1.4        Initially, the committee called for submissions to be lodged by 4 September 2014, but, following the extension of the reporting date, the committee announced it would accept submissions up to 15 December 2014.

1.5        The committee received 201 submissions, many supplementary submissions, and additional information including answers to a series of questions taken on notice by witnesses and responses to specific matters raised in submissions. These documents are listed at Appendices 1 and 2.

1.6        The committee held five public hearings: in Melbourne on 12 November 2014 and 4 and 6 August 2015, in Launceston on 5 August 2015 and in Canberra on 14 October 2015. The committee also undertook a site visit to a property at Birralee Road Westbury, near Launceston.

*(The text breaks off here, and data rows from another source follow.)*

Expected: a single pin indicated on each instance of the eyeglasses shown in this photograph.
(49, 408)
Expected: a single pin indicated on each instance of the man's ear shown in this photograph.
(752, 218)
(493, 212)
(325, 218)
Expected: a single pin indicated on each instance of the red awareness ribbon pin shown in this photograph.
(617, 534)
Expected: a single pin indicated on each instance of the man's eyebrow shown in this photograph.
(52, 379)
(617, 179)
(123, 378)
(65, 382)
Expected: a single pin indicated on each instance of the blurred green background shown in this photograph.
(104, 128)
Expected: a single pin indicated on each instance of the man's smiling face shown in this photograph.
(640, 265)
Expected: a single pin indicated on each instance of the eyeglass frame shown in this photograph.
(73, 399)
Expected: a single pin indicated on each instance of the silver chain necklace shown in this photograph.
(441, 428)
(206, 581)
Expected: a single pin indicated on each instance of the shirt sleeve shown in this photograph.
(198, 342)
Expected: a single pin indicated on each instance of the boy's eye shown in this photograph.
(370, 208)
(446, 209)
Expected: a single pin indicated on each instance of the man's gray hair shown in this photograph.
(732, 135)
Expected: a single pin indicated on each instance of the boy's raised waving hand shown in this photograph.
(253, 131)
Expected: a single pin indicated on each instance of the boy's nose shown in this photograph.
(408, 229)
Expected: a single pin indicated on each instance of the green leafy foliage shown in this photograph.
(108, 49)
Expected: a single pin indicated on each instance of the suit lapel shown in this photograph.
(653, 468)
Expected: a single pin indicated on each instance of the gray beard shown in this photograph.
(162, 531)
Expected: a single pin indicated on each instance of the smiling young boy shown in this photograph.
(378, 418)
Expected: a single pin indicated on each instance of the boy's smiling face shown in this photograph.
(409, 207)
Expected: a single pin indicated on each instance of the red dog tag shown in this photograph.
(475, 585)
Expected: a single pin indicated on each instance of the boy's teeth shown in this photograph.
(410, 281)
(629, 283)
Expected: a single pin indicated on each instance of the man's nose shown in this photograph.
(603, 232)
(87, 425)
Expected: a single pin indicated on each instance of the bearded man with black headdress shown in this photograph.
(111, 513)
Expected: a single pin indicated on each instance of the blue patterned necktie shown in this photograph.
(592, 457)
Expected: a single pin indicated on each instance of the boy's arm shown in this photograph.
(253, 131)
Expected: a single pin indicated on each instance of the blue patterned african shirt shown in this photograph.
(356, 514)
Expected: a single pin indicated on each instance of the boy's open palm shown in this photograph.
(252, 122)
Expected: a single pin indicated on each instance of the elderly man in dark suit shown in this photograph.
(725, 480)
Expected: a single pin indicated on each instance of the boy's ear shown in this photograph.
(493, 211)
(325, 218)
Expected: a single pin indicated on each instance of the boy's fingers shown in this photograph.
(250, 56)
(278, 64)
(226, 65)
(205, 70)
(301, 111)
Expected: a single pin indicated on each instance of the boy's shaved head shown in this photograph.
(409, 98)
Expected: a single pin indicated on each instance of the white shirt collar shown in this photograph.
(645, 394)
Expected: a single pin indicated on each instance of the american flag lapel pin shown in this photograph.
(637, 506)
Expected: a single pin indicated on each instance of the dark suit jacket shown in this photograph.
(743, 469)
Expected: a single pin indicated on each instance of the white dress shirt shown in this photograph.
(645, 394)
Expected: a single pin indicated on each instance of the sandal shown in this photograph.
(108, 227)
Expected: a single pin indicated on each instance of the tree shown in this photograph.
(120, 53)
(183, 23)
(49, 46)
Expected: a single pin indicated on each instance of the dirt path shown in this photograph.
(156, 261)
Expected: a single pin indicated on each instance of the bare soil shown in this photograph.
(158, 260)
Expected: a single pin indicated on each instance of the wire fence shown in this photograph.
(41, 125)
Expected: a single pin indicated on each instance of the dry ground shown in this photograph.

1.7        A list of the hearings and the names of witnesses who appeared before the committee is at Appendix 3.

Terms of Reference

1.8        The terms of reference for the committee's inquiry clearly specified that the committee was to inquire into the structure and development of forestry managed investment schemes. Many of the people who made submissions to the inquiry had invested in agribusiness MIS that included both forestry and horticultural schemes. Furthermore, the two major scheme operators—Timbercorp and Great Southern—were involved in ventures that covered not only forestry managed investment schemes but more broadly agricultural schemes such as olives, almonds, macadamias, stone fruit, citrus, mangoes, avocadoes and table grapes. Because of this cross-over and the similarities in complaints about the promotion and operation of these various schemes, the committee resolved that it would receive submissions that dealt with both forestry and horticultural schemes. They are known collectively as agribusiness managed investment schemes (hereafter agribusiness MIS).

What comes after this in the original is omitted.